Sargent was a master of alla prima or wet-on-wet portraiture, where the traditional and meticulous applications of tiny brushes on small details are replaced with flamboyant dashes from large brushes loaded with thick paint on wet canvases to achieve a fast and dazzling effect. This quicker and less fussy kind of portraiture, invented by Velasquez and Rembrandt and Hals, was perfected by John Singer Sargent. For this reason the Roosevelt portrait is justly famous for its power, immediacy and panache.
Then there was Aaron Shikler. Shikler was reluctant to take on this particular commission. For one, the subject was deceased and he didn’t like to work from photographs that he didn’t take himself. For another the subject was arguably the most famous man in the world, even then. The pressure to get it right was overwhelming. But how do you turn down any request from Jacqueline Kennedy?
“The only stipulation she made,” Shikler told People Magazine ten years later in 1981, “was, ‘I don’t want him to look the way everybody else makes him look, with the bags under his eyes and that penetrating gaze.
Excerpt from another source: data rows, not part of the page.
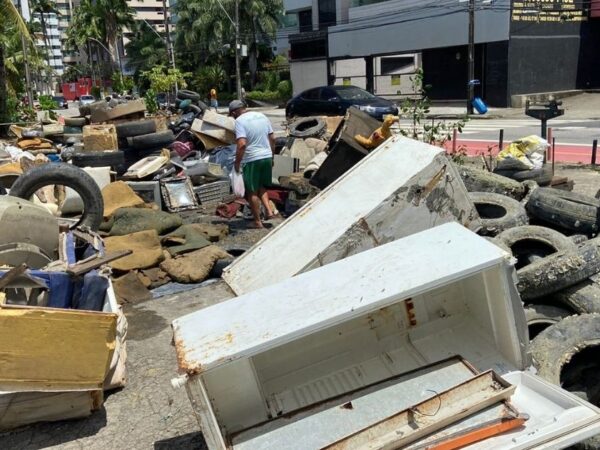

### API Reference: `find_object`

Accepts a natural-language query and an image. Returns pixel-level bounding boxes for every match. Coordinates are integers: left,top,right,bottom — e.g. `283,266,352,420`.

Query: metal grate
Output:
194,181,231,206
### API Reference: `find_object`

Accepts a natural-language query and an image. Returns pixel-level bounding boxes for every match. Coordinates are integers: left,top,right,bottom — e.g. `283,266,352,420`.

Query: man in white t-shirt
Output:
229,100,275,228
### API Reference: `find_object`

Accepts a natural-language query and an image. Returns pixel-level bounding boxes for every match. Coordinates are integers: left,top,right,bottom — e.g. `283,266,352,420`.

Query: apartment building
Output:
56,0,85,69
284,0,600,106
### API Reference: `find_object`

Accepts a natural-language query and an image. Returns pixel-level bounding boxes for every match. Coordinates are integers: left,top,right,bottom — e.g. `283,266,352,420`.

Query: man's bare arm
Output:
234,138,248,172
269,133,275,155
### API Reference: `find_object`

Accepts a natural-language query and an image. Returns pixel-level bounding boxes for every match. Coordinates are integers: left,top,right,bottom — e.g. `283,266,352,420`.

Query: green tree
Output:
0,0,31,122
125,22,167,78
68,0,135,69
142,66,190,92
176,0,283,88
193,65,227,94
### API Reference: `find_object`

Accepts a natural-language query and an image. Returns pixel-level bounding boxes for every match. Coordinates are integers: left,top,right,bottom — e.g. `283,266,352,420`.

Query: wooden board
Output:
0,306,117,391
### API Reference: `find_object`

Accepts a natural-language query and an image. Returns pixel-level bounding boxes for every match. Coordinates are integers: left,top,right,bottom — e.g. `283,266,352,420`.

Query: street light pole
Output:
234,0,242,100
88,38,123,90
161,0,179,95
467,0,475,114
217,0,242,100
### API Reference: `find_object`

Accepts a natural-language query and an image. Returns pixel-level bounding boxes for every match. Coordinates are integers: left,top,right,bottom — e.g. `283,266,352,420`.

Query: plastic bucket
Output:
473,97,487,114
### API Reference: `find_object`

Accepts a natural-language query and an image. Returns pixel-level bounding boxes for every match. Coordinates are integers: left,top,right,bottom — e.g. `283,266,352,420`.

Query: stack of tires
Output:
457,166,600,428
116,119,175,171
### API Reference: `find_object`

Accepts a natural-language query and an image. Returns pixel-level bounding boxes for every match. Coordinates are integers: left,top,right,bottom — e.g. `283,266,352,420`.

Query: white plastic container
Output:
173,223,600,450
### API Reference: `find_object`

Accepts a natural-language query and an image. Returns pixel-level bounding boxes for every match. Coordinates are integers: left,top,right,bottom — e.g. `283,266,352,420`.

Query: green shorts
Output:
243,158,273,192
I’m tired of that image.'” Besides that Shikler had his own standards. He didn’t think one should paint a dead man’s eyes in direct engagement with the viewer. It was disrespectful. “Well, everybody goes after the eyes,” he said by way of further explanation. “All presidential portraits have eyes that look right at you. I wanted to do something with more meaning. I hoped to show a courage that made him humble.”
After studying hundreds of photos and making dozens of sketches, Shikler borrowed a pose not of JFK but of a contemplative Ted Kennedy at his brother’s gravesite, eyes downcast, arms folded, deep in thought. It was reminiscent of photos taken where President Kennedy was conferring with his Attorney General brother Bobby during the Cuban missile crisis. The First Lady enthusiastically approved.
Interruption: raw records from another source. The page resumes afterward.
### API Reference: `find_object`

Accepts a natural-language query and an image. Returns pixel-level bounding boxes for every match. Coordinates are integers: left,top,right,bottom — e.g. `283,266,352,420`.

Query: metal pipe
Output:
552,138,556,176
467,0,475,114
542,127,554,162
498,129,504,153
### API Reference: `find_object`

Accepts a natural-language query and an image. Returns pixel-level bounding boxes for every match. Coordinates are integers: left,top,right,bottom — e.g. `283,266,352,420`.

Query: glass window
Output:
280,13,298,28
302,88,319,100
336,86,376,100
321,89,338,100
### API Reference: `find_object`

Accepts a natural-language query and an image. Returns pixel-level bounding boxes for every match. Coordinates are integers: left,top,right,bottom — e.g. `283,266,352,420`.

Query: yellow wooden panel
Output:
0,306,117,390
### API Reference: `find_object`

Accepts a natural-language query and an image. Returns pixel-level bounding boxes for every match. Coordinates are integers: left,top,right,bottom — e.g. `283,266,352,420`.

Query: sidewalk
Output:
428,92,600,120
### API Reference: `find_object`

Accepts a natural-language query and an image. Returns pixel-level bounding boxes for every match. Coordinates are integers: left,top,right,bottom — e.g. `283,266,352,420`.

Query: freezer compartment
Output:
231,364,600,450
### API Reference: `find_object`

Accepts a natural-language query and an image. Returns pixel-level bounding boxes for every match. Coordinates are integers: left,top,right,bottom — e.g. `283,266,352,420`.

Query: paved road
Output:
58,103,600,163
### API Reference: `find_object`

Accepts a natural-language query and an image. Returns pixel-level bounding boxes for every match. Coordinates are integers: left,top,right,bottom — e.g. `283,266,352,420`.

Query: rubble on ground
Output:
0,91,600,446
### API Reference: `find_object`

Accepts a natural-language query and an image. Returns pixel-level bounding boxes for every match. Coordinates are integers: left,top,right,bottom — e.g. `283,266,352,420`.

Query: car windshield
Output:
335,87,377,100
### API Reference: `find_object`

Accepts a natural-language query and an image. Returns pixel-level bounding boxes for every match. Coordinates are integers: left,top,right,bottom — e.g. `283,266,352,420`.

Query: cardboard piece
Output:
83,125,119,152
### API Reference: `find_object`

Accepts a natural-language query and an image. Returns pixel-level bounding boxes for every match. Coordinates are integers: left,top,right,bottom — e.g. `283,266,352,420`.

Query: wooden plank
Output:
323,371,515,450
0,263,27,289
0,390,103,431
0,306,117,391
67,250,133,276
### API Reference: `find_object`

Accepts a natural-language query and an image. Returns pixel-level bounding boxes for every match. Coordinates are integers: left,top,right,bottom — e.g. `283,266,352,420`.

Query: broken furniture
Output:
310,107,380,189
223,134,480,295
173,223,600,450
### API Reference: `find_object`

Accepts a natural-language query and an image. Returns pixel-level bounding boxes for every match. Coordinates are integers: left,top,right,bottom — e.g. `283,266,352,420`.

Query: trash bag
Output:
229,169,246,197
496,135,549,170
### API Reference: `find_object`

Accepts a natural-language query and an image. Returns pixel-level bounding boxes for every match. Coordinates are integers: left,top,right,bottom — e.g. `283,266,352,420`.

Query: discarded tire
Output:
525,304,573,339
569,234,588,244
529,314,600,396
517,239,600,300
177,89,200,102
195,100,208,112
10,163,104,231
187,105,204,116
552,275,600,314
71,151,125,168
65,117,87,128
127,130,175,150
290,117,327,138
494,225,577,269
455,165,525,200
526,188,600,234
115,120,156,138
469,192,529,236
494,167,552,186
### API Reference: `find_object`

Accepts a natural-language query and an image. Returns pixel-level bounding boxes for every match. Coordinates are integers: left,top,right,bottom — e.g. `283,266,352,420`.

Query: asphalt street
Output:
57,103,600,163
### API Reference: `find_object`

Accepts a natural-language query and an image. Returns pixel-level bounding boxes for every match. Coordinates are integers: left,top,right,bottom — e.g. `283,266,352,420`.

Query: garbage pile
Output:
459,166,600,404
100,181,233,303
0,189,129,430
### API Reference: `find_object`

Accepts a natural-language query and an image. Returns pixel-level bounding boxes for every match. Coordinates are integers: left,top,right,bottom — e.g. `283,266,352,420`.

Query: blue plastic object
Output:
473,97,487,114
So in 1971 another masterpiece emerged from the staid and fusty tradition of official White House portraiture. Sikler’s portrait of Jack Kennedy is literally and figuratively a brown study of a deeply moving, somber pose set to a quickly realised background of raw umber, yellow ochre and flake white reminiscent of Sargent’s portrait of Teddy Roosevelt.
The tradition of commissioning and unveiling the official presidential portrait came to an abrupt end with Trump. In order for him to continue that tradition it would have been necessary for Trump to preside over the unveiling of his predecessor’s portrait, and since his predecessor was a black man and Trump is a racist that became impossible, of course.
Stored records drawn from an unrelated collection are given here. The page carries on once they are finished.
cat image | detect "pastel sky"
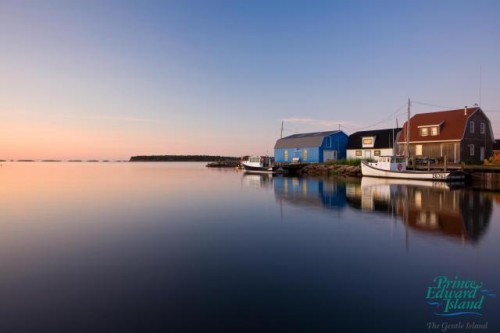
[0,0,500,159]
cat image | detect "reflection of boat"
[347,177,493,242]
[241,156,283,173]
[242,173,273,189]
[273,177,346,211]
[361,156,465,181]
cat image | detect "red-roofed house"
[398,107,495,163]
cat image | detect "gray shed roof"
[274,131,342,149]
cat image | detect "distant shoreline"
[130,155,240,162]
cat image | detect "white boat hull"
[361,162,464,181]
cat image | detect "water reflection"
[273,177,347,210]
[347,178,493,242]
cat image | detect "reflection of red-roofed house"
[398,107,494,163]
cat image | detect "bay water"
[0,162,500,332]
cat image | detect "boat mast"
[405,98,411,166]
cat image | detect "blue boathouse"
[274,131,348,163]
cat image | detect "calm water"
[0,163,500,332]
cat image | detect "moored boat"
[241,156,283,173]
[361,156,465,181]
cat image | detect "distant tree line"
[130,155,240,162]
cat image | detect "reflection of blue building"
[274,131,348,163]
[273,177,347,209]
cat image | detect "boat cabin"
[369,156,406,171]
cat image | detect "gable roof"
[347,128,401,149]
[398,107,481,143]
[274,131,345,149]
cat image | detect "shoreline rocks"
[297,164,361,177]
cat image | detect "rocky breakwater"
[298,164,361,177]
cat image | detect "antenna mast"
[405,98,411,166]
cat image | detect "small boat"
[361,156,465,181]
[241,156,283,173]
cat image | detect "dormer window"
[418,124,441,136]
[479,123,486,134]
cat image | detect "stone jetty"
[297,164,361,177]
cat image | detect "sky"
[0,0,500,160]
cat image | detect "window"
[469,143,474,156]
[415,145,422,156]
[479,123,486,134]
[326,136,332,148]
[362,136,375,148]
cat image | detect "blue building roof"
[274,131,343,149]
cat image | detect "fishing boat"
[361,99,466,182]
[361,156,465,181]
[241,156,283,173]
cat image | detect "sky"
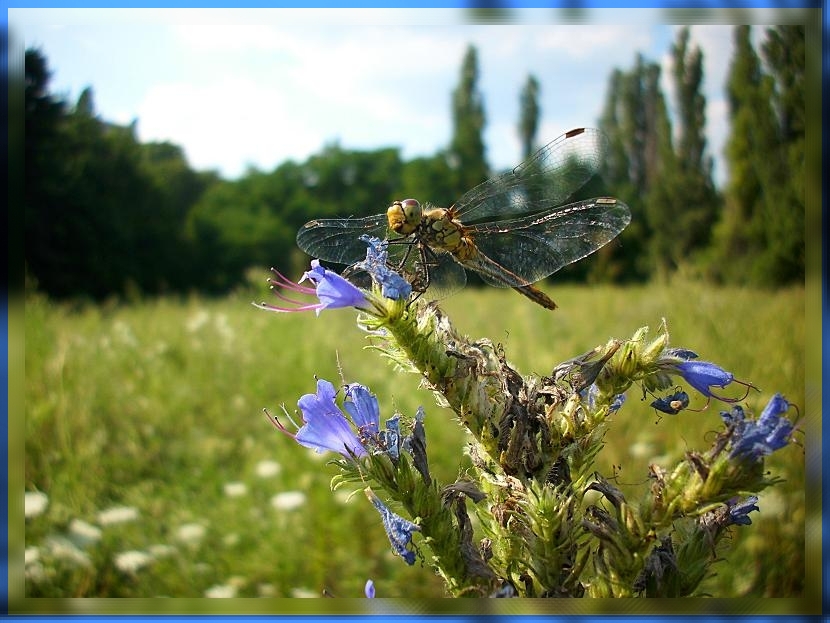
[9,9,772,184]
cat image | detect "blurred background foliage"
[22,26,805,300]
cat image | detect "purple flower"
[667,360,755,402]
[354,235,412,301]
[271,379,366,458]
[364,487,421,565]
[675,361,735,398]
[726,495,761,526]
[255,260,366,316]
[343,383,380,438]
[721,394,794,461]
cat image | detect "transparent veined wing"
[297,214,391,264]
[464,197,631,287]
[453,128,607,223]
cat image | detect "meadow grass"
[24,280,805,598]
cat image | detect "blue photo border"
[2,0,830,623]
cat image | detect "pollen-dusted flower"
[672,360,753,402]
[651,390,689,415]
[343,383,380,437]
[355,235,412,301]
[364,487,421,565]
[254,260,367,316]
[726,495,761,526]
[294,379,368,458]
[721,394,794,461]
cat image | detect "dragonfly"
[297,128,631,309]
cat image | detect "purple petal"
[295,379,366,457]
[677,361,734,398]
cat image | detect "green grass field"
[17,280,805,598]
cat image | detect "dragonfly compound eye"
[386,199,422,236]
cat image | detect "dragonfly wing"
[464,197,631,287]
[421,249,467,301]
[297,214,392,264]
[454,128,607,223]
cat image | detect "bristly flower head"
[354,235,412,301]
[254,260,368,316]
[721,394,794,461]
[364,487,421,565]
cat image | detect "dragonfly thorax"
[386,199,423,236]
[386,199,474,261]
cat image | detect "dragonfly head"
[386,199,423,236]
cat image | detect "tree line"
[24,26,805,299]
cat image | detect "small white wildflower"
[45,536,92,567]
[291,588,320,599]
[205,584,237,599]
[256,583,277,597]
[256,461,282,478]
[225,482,248,498]
[24,547,46,582]
[69,519,101,547]
[271,491,305,511]
[147,543,176,559]
[23,491,49,519]
[23,546,40,565]
[176,523,207,545]
[115,550,153,573]
[98,506,138,526]
[185,309,210,333]
[628,441,654,459]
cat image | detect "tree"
[449,45,489,198]
[519,75,540,158]
[710,26,804,286]
[650,27,719,275]
[594,54,675,280]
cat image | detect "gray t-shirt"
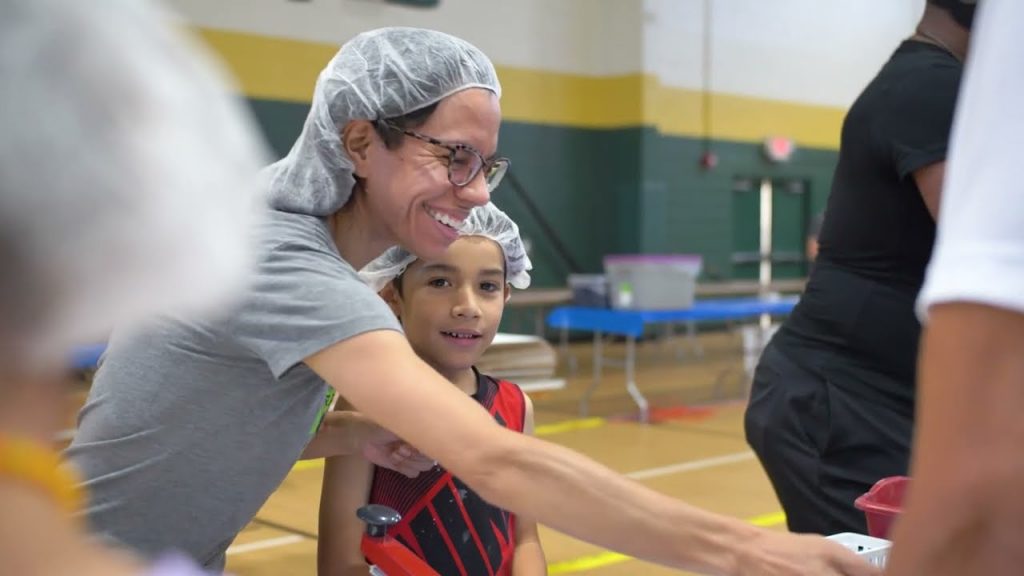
[67,211,400,569]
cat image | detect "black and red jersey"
[370,373,526,576]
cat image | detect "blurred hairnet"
[0,0,266,363]
[266,28,501,216]
[359,202,534,292]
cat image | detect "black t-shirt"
[783,41,962,398]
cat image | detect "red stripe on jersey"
[370,366,526,576]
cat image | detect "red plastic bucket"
[853,476,910,539]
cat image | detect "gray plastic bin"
[604,254,702,310]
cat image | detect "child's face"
[382,236,509,377]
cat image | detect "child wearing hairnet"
[318,204,547,576]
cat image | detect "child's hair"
[391,238,509,296]
[359,203,534,295]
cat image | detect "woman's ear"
[380,279,401,320]
[341,120,377,178]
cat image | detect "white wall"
[168,0,924,108]
[167,0,641,76]
[643,0,925,108]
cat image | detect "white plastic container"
[828,532,893,568]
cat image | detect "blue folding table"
[548,296,799,422]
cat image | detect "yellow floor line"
[292,458,324,472]
[548,512,785,576]
[534,417,607,436]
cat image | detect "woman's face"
[365,88,502,258]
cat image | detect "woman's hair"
[374,102,440,150]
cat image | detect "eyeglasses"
[377,120,512,194]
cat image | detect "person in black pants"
[744,0,975,534]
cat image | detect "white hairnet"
[0,0,265,363]
[359,202,534,292]
[266,28,501,216]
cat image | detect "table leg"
[626,336,650,424]
[558,325,578,376]
[580,332,604,418]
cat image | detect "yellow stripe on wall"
[190,29,845,149]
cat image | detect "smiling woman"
[68,28,873,576]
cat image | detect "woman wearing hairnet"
[0,0,265,576]
[68,28,876,576]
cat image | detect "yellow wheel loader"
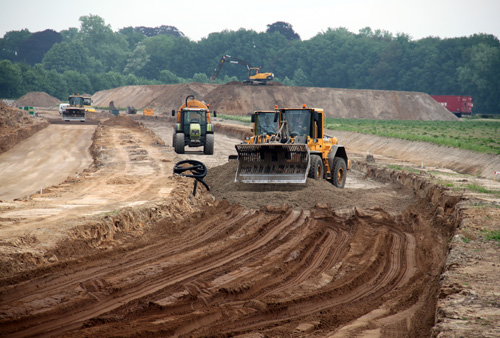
[61,94,86,122]
[235,105,351,188]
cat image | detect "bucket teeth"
[235,143,310,183]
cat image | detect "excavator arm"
[210,55,254,82]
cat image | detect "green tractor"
[172,95,217,155]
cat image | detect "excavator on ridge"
[235,105,351,188]
[210,55,274,85]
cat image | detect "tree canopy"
[0,15,500,113]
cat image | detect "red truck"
[431,95,474,117]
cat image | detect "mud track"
[0,115,460,337]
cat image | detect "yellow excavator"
[210,55,274,85]
[235,105,351,188]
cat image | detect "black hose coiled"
[174,160,210,196]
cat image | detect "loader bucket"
[234,143,310,183]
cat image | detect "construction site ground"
[0,99,500,338]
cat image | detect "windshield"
[69,96,83,107]
[256,113,278,135]
[283,110,311,136]
[184,110,206,124]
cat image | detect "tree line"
[0,15,500,114]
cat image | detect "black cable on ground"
[174,160,210,196]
So in the league tables of Presidential portraiture, President Barack Obama’s portrait has yet to have its official unveiling and Trump’s is yet to be commissioned. That, for the former anyway, is about to change. President Joe Biden is planning to host the long overdue unveiling of President Barack Obama’s official White House portrait later this year— once it is safe to do so. There are no plans to commission Trump’s portrait. Long may that continue. After all, no one wants to look at a painting of a dark stain on the soul of America.
In thinking about my best-loved presidential portraits, I was struck by how nonpartisan my tastes are. My priorities and antipathies have little to do with what I thought of the man being painted. The informal shirtsleeves image of George W. Bush is among my top five, for example. FDR’s is among my least preferred. To me, art, like the games of the Olympiads, should be above and beyond politics.
It’s why every official unveiling of a presidential portrait has always taken place during the term of office of his successor. The sacred rite of a peaceful transition has remained inviolate even where official portraits were concerned — until Trump.
Leave it to a vulgarian like Trump to throw art to the philistines. Presidential portraits are commissioned at the end of a presidency, and for Trump to commission his own portrait would be a tacit admission that he lost. I for one am glad. I don’t want the portrait of a rapist, a murderer, a traitor and a thief to ever hang in the sacred House of the People. Overlooking politics for the sake of art is one thing, mixing obscenity and art is quite another. And, as ever, ladies and gentlemen, brothers and sisters, comrades and friends, stay safe.
Robert Harrington is an American expat living in Britain. He is a portrait painter.